“The battle of freedom is never done and the field never quiet,” and while ever sun and moon endure and man seeks to dominate his neighbour, so long in England shall men and women be found to resist such dominance. For “to meet such troubles and overcome them, or to die in strife with them—this is a great part of a man’s life.”

The End.

FOOTNOTES

[1] “By the mouth of the clergy spoke the voice of the helpless, defenceless multitudes who shared with them in the misery of living in a time when law was the feeblest and most untrustworthy stay of right, and men held everything at the mercy of masters, who had many desires and less scruples, were quickly and fiercely quarrelsome, impatient of control, superiority and quiet, and simply indifferent to the suffering, the fear, the waste that make bitter the days when society is enslaved to the terrible fascination of the sword.”—Church, Saint Anselm.

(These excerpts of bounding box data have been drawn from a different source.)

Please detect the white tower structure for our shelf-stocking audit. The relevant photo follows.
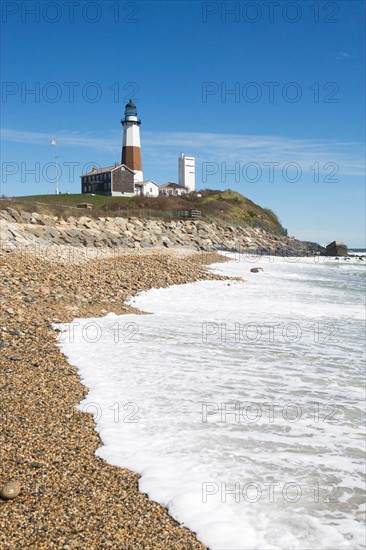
[121,99,143,183]
[178,153,196,193]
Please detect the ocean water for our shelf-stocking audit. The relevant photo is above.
[59,254,366,550]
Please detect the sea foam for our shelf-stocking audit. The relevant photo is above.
[60,254,365,550]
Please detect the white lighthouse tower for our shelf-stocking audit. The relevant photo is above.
[121,99,143,183]
[178,153,196,193]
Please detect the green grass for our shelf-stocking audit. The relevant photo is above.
[12,193,133,208]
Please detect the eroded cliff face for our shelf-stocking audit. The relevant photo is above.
[0,208,324,256]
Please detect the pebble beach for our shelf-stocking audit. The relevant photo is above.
[0,246,229,550]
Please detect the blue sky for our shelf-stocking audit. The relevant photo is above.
[1,0,365,247]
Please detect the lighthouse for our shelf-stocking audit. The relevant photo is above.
[121,99,143,183]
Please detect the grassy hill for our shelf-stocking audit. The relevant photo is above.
[0,189,286,234]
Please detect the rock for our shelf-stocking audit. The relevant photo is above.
[0,481,20,500]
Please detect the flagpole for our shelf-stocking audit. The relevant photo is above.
[55,155,59,195]
[51,136,60,195]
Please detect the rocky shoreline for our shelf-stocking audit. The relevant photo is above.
[0,249,236,550]
[0,207,324,256]
[0,208,324,550]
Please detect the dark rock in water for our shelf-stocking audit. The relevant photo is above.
[325,241,348,256]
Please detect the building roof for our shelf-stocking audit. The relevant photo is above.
[326,241,347,248]
[160,181,187,189]
[135,180,159,187]
[81,163,134,177]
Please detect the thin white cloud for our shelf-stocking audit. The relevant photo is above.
[1,129,365,176]
[336,52,351,61]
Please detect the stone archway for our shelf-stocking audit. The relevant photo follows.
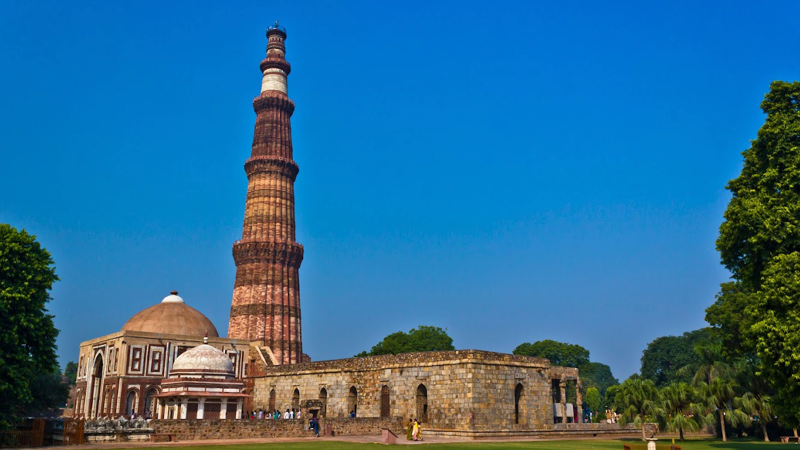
[345,386,358,417]
[381,384,391,418]
[88,353,105,419]
[417,384,428,423]
[319,388,328,417]
[125,390,136,417]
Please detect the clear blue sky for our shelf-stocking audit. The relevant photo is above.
[0,1,800,379]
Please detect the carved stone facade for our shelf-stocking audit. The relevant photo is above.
[252,350,579,436]
[228,24,304,364]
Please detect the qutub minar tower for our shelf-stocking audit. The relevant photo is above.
[228,22,303,364]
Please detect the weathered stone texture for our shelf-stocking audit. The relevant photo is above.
[253,350,568,433]
[150,418,403,440]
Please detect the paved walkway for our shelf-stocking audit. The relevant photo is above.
[47,435,644,450]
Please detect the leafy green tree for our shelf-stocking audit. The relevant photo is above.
[706,81,800,427]
[697,377,750,442]
[659,383,704,441]
[356,325,455,357]
[512,339,589,367]
[602,384,620,411]
[583,387,600,413]
[578,362,619,397]
[0,224,58,428]
[717,81,800,292]
[64,361,78,384]
[641,328,711,388]
[737,392,775,442]
[614,377,663,440]
[748,252,800,428]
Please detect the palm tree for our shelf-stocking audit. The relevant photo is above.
[616,377,662,440]
[659,383,705,441]
[698,377,750,442]
[737,392,775,442]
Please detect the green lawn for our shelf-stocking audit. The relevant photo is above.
[138,438,780,450]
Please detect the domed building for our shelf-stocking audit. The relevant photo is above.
[73,291,250,418]
[156,338,247,419]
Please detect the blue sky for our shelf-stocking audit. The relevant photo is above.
[0,1,800,379]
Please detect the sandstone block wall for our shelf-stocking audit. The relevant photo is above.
[253,350,553,433]
[151,418,403,441]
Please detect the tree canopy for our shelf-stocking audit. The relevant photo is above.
[641,328,711,389]
[356,325,456,357]
[0,224,59,427]
[706,81,800,427]
[511,339,589,367]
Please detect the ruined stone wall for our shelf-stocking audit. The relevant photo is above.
[151,418,403,441]
[253,350,552,431]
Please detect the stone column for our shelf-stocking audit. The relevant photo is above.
[219,397,228,419]
[197,397,206,419]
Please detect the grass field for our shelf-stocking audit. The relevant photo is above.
[136,439,780,450]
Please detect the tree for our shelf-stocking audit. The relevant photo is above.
[578,362,619,397]
[641,328,710,388]
[706,81,800,427]
[64,361,78,384]
[512,339,589,367]
[747,252,800,428]
[698,377,750,442]
[356,325,456,357]
[614,377,663,440]
[737,392,775,442]
[0,224,58,427]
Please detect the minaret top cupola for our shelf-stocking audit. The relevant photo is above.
[261,20,292,95]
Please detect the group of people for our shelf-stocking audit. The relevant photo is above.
[244,408,301,420]
[406,419,422,441]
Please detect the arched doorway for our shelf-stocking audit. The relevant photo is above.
[144,388,158,419]
[319,388,328,417]
[269,389,277,413]
[514,383,523,424]
[417,384,428,423]
[381,384,390,418]
[125,391,136,417]
[89,353,103,419]
[347,386,358,417]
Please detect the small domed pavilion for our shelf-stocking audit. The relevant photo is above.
[156,337,247,419]
[72,291,250,419]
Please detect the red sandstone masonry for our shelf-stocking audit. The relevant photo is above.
[228,28,303,364]
[150,417,404,441]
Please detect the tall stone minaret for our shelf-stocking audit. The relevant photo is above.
[228,22,303,364]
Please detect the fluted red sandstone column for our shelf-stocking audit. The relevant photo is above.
[228,23,303,364]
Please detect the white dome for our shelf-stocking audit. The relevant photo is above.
[170,344,234,377]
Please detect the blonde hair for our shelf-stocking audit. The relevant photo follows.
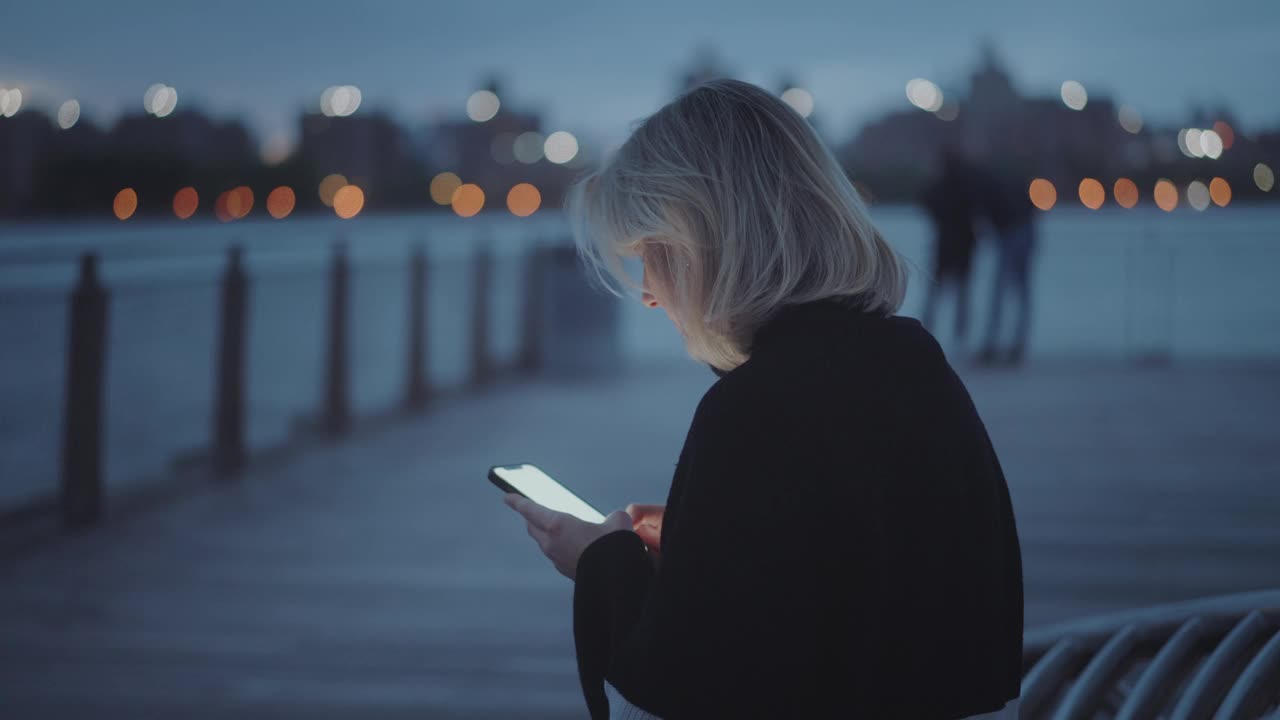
[566,79,906,370]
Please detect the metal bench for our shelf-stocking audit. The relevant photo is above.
[1020,589,1280,720]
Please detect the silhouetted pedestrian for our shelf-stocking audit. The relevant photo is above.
[920,147,977,342]
[978,169,1036,364]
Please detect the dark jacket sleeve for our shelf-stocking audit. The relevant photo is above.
[573,386,824,719]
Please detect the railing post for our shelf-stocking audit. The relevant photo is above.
[60,252,109,528]
[212,246,248,474]
[520,241,547,373]
[404,247,430,410]
[321,241,351,436]
[471,243,493,387]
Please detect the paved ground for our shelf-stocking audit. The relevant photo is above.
[0,363,1280,719]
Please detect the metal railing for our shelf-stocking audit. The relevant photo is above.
[0,238,604,528]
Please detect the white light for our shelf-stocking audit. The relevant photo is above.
[1062,79,1089,110]
[142,82,165,115]
[543,131,577,165]
[0,87,22,118]
[782,87,813,118]
[58,100,79,129]
[330,85,361,118]
[1184,128,1204,158]
[1187,181,1210,210]
[511,131,543,165]
[320,86,338,118]
[155,86,178,118]
[1201,129,1222,160]
[906,78,942,113]
[142,82,178,118]
[467,90,496,122]
[1117,105,1142,135]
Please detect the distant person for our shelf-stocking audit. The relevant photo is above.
[920,147,978,343]
[978,169,1036,365]
[506,79,1023,719]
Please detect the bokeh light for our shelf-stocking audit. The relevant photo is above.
[1253,163,1276,192]
[1061,79,1089,110]
[320,173,347,208]
[1116,105,1142,135]
[1178,128,1204,158]
[58,100,79,129]
[431,173,462,205]
[507,182,543,218]
[543,131,577,165]
[333,184,365,220]
[227,184,253,220]
[1213,120,1235,150]
[0,87,22,118]
[1027,178,1057,210]
[320,85,362,118]
[1079,178,1107,210]
[782,87,813,118]
[467,90,502,123]
[451,183,484,218]
[1111,178,1139,208]
[173,187,200,220]
[906,77,942,113]
[1187,181,1210,210]
[1155,179,1178,213]
[142,82,178,118]
[1208,178,1231,208]
[111,187,138,220]
[511,131,544,165]
[1201,129,1222,160]
[266,184,298,220]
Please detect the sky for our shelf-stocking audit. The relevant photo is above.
[0,0,1280,152]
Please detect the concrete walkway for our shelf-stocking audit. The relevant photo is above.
[0,363,1280,719]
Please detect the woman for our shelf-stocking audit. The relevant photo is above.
[506,79,1023,719]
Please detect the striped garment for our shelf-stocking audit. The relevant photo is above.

“Unrestrained by religion, by principle or by policy, with no family interests to limit his greed, extravagance and hatred of his kind, a foul incarnation of selfishness in its most abhorrent form, the enemy of God and man, William Rufus gave to England and Christendom a pattern of absolutism.”—Stubbs, Constitutional History. Vol. I.

[2] No Archbishop of Canterbury has received the pallium since Cranmer, but the sign of it remains in the archiepiscopal arms of Canterbury.

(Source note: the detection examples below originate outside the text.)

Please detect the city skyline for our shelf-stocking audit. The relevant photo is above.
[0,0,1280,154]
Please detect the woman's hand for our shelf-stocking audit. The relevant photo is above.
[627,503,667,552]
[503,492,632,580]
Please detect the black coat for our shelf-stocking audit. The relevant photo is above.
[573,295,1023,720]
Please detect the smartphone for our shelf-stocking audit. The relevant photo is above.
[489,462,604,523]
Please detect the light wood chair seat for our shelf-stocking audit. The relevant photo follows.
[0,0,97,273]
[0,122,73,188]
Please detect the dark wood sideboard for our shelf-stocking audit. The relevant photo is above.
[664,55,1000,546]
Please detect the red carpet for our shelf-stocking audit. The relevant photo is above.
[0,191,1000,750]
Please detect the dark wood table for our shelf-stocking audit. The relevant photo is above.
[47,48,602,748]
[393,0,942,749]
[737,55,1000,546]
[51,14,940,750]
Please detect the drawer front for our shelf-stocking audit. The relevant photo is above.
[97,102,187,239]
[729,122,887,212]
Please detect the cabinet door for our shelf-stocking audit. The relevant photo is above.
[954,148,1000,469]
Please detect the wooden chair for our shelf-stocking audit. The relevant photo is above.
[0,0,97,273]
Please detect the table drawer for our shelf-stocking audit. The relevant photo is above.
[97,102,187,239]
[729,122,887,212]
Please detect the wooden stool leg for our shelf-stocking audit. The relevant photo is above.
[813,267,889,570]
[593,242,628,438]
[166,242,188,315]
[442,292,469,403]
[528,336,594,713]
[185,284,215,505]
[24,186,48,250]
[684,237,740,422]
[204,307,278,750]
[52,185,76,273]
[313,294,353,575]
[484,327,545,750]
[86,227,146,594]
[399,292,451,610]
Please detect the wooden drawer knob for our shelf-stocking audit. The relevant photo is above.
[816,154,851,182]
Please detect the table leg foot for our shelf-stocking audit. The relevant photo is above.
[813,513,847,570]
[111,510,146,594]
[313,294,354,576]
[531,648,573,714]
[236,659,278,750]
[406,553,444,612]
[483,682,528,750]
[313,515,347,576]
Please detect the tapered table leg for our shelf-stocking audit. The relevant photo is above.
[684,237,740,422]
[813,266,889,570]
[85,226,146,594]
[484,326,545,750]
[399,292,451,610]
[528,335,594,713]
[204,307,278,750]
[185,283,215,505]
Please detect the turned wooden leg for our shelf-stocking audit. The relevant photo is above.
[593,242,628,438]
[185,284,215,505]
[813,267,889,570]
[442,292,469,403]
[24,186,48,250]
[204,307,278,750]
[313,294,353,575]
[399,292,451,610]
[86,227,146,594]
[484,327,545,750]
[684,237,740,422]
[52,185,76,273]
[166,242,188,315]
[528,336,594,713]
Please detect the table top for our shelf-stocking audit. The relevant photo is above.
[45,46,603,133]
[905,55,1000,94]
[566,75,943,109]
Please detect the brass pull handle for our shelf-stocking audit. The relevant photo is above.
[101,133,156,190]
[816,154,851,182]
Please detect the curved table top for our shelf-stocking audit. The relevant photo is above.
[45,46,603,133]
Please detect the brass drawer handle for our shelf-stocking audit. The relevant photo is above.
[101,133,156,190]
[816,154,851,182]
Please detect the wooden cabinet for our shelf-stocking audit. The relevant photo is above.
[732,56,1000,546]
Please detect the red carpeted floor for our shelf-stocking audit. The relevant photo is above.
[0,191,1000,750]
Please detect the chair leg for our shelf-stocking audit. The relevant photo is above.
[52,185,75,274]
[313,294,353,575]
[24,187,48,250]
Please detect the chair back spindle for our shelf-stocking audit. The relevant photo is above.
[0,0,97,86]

[3] “No one in those days imagined Christianity without Christendom, and Christendom without a Pope: and all these bishops understood exactly as Anselm did the favourite papal text, ‘Thou art Peter, and on this rock I will build my Church.’ Nobody in those days doubted the divine authority of the Pope.”—Church, Saint Anselm.

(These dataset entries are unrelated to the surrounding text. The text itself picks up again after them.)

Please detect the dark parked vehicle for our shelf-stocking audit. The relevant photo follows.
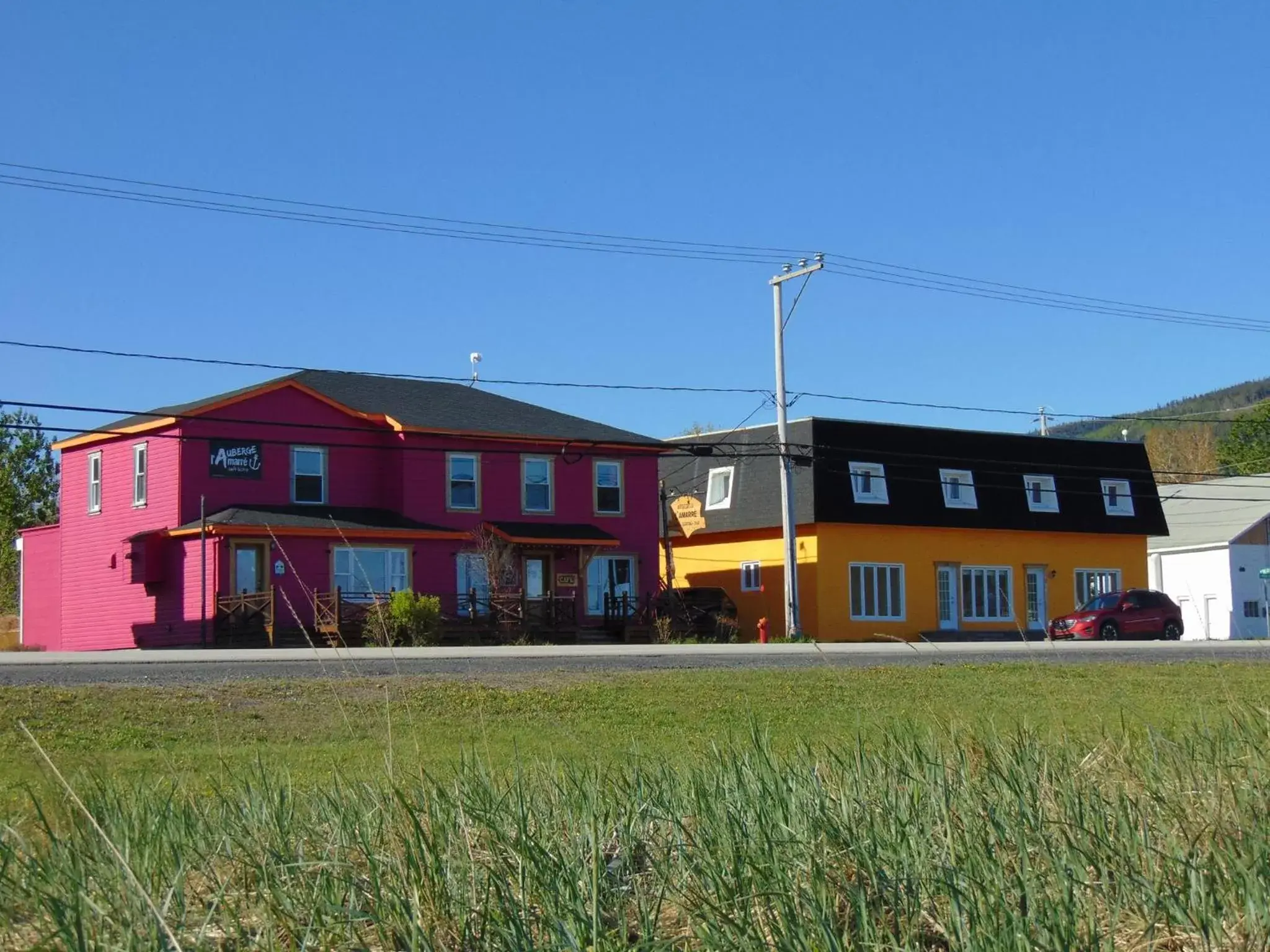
[653,588,737,641]
[1049,589,1184,641]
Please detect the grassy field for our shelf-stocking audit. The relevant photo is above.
[0,664,1270,952]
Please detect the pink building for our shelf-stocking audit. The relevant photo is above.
[20,371,667,650]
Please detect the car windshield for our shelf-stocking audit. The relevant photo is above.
[1081,596,1120,612]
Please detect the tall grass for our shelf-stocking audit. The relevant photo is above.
[0,713,1270,951]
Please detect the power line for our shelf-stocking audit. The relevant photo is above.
[0,161,1270,332]
[0,175,779,265]
[824,267,1270,334]
[0,161,806,255]
[0,339,1252,429]
[823,251,1245,320]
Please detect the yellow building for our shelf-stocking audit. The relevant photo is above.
[662,419,1167,641]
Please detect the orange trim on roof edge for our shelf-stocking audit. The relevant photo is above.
[52,379,676,453]
[167,523,469,539]
[482,522,621,547]
[52,416,177,451]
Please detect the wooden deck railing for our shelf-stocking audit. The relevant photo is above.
[212,585,274,647]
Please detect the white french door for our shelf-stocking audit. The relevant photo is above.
[1026,566,1046,631]
[935,565,957,631]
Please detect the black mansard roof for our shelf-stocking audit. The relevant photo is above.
[660,418,1168,536]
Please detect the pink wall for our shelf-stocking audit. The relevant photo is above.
[61,430,182,650]
[43,389,658,650]
[180,389,388,523]
[22,526,62,651]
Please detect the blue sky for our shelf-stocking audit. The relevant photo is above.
[0,0,1270,444]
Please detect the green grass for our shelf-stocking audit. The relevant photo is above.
[0,664,1270,952]
[0,664,1270,803]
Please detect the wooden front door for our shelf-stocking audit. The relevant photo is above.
[523,555,554,599]
[233,542,268,594]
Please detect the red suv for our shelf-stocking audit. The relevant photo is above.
[1049,589,1183,641]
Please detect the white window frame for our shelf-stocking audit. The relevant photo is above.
[1072,569,1124,608]
[132,443,150,509]
[330,546,412,601]
[940,470,979,509]
[1024,472,1058,513]
[582,552,639,615]
[590,459,626,515]
[291,446,330,505]
[847,562,908,622]
[87,449,102,515]
[959,565,1015,622]
[705,466,737,510]
[847,464,890,505]
[1103,480,1133,515]
[521,456,555,515]
[446,453,480,513]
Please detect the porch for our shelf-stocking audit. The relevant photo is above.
[212,585,655,647]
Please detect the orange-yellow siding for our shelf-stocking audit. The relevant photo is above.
[674,523,1147,641]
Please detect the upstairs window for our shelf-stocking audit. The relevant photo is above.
[291,447,326,503]
[594,459,623,515]
[940,470,979,509]
[1024,476,1058,513]
[87,451,102,513]
[132,443,150,509]
[1103,480,1133,515]
[521,456,551,513]
[447,453,480,510]
[706,466,737,509]
[961,565,1013,622]
[850,464,890,505]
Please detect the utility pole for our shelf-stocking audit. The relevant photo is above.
[767,254,824,641]
[198,496,207,647]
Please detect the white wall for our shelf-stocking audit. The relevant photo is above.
[1157,546,1229,641]
[1231,546,1270,638]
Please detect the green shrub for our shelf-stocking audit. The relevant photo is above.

[4] “The boldness of Anselm’s attitude not only broke the tradition of ecclesiastical servitude, but infused through the nation at large a new spirit of independence.”—J. R. Green.

[5] “When in Anglo-Norman times you speak of the ‘King’s Court,’ it is only a phrase for the king’s despotism.”—Sir F. Palgrave, History of Normandy and England.

[6] “The see of St. Peter was the acknowledged constitutional centre of spiritual law in the West.... It was looked upon as the guide and regulator of teaching, the tribunal and court from which issued the oracles of right and discipline, the judgment seat to which an appeal was open to all, and which gave sentence on wrong and vice without fear or favour, without respect of persons, even the highest and the mightiest.... If ever there was a time when the popes honestly endeavoured to carry out the idea of their office, it was just at this period of the Middle Ages. They attempted to erect an independent throne of truth and justice above the passions and the force which reigned in the world around.”—Church, Saint Anselm.